Arbeit und Soziales

OPR-Landratswahl: LINKE verbündet sich mit der CDU

Linksfraktionschef Over, der künftige Landrat Hamelow und der CDU-Kreisvorsitzende Redmann (v.l.)
Foto: nd/Andreas Fritsche

In Ostprignitz-Ruppin unterzeichneten die Parteien ein Abkommen zur Wahl des Landrates

Auf Bundesebene wird gerade heftig darüber gestritten, ob es für die CDU denkbar wäre, mit der Linkspartei zu koalieren. Nun wird es im Landkreis Ostprignitz-Ruppin einfach ausprobiert. Die Kreisvorsitzenden Jan Redmann (CDU) sowie Rita Büchner und Paul Schmudlach (LINKE) unterschrieben am Montagnachmittag im Hinterzimmer eines Neuruppiner Steakhauses eine Kooperationsvereinbarung.

Konkret geht es darum, Egmont Hamelow (CDU) am 6. September zum neuen Landrat zu wählen – und später einen Vertreter der Linkspartei zum Vizelandrat (da gibt es noch keinen Namen). Weil CDU und LINKE zusammen keine Mehrheit im Kreistag haben, gibt es bei dieser auf acht Jahre angelegten Kooperation noch einen dritten Partner – eine Fraktion, die aus Bauern, Wählergemeinschaften und FDP zusammengesetzt ist. Für die unterschrieb der Vorsitzende Ralph Bormann.

Fakten

  • Im Kreistag Ostprignitz-Ruppin hat die SPD elf Sitze, CDU zehn, LINKE acht, Grüne vier Sitze und Freie Wähler zwei. Zusätzlich gibt es eine gemeinsame Fraktion der Bauern, freier Wählergemeinschafter und der FDP mit zehn Sitzen.
Eine derartige Zusammenarbeit zwischen CDU und LINKE hat es im Land Brandenburg bisher noch nicht gegeben. Zwar hat die LINKE früher mal einen CDU-Politiker in der Prignitz zum Landrat gewählt. Damals gab es sogar auch schon Vereinbarungen. Doch die sind nie veröffentlicht worden. Das es sie überhaupt gegeben hat, ist erst später hinter vorgehaltener Hand verraten worden.
Nun also in Ostprignitz-Ruppin ein Bündnis mit Brief und Siegel, eine Vereinbarung, die jeder im Internet nachlesen kann. Wie ist es dazu gekommen? Das habe mit den Verhältnissen vor Ort zu tun, versichert LINKE-Kreischef Schmudlach. Es sei nicht als Testlauf für eine Koalition in Brandenburg nach der Landtagswahl 2019 gedacht.

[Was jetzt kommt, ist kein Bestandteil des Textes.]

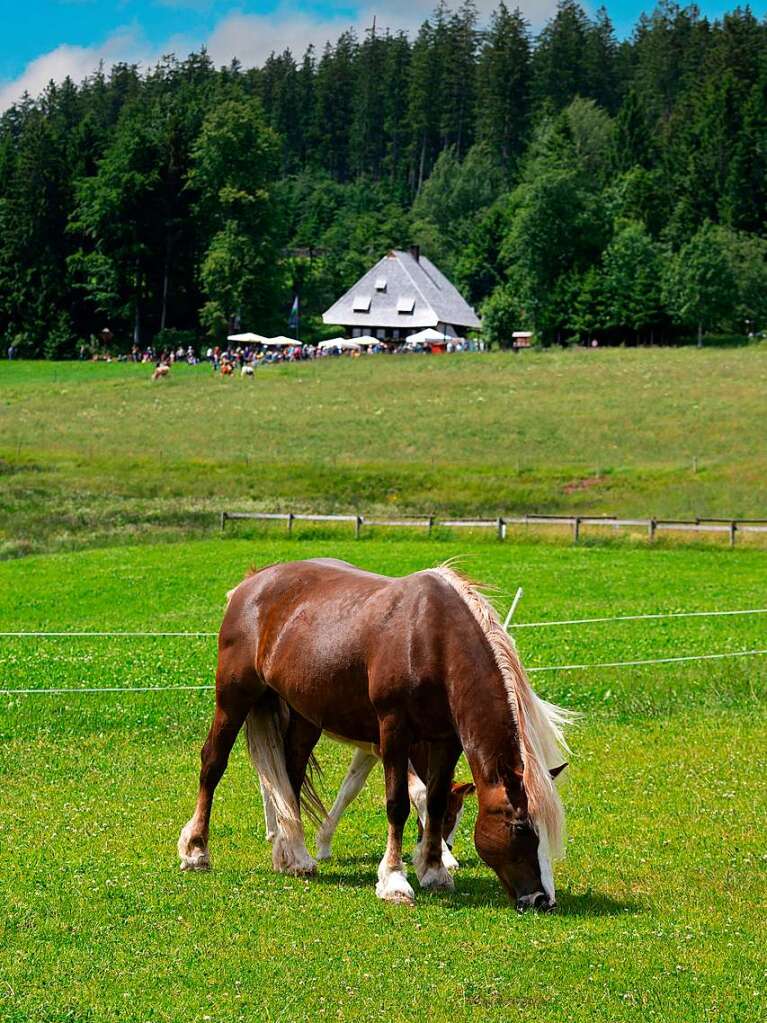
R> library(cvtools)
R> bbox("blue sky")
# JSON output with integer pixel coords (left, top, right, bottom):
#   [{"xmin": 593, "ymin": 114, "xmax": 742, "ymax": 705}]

Aber in der Vereinbarung mit der CDU sei alles drin, was sich die LINKE gewünscht habe, beispielsweise mehr Zuschüsse für Jugend und Kultur, die Einführung eines Bürgerhaushalts, zusätzliche Busverbindungen und die Einführung einer elektronischen Gesundheitskarte für Asylbewerber (andere Landkreise habend diese Karte schon lange).

Die CDU plakatierte in den Zeiten der deutschen Teilung den Slogan »Freiheit statt Sozialismus«. Jetzt heiße es für die CDU in Ostprignitz-Ruppin »Freiheit und Sozialismus«, schmunzelt Linksfraktionschef Over. Für den CDU-Kreisvorsitzenden Redmann ist dagegen sonnenklar, der Sozialismus werde hier nicht eingeführt. Es solle »natürlich« auch kein Testlauf für die Landtagswahl sein. Denn nach wie vor gebe es deutliche Unterschiede bei den politischen Ansichten von CDU und LINKE. Das zeige die Debatte um das brandenburgische Polizeigesetz. Doch im Kreistag werden keine Gesetze beschlossen, betont Redmann. Auf kommunaler Ebene betrete man auch »kein Neuland«, da habe es anderswo die Zusammenarbeit von CDU und LINKE bereits gegeben.

In einem extra Mitgliederbrief erklären Schmudlach, Büchner und Over ihren Genossen die Entscheidung für die CDU. Die LINKE erhofft sich mit Egmont Hamelow als Landrat einen kooperativen Politikstil. Hamelow ist im Moment noch Vizelandrat in Oberhavel. Er sprach am Montag von einer »sicherlich großen Überraschung für viele, auch für mich«. Doch am meisten Spaß mache Politik mit stabilen Mehrheiten, und durch die Kooperation habe man nun eine stabile Mehrheit. Allerdings finden bereits im kommenden Jahr Kommunalwahlen statt.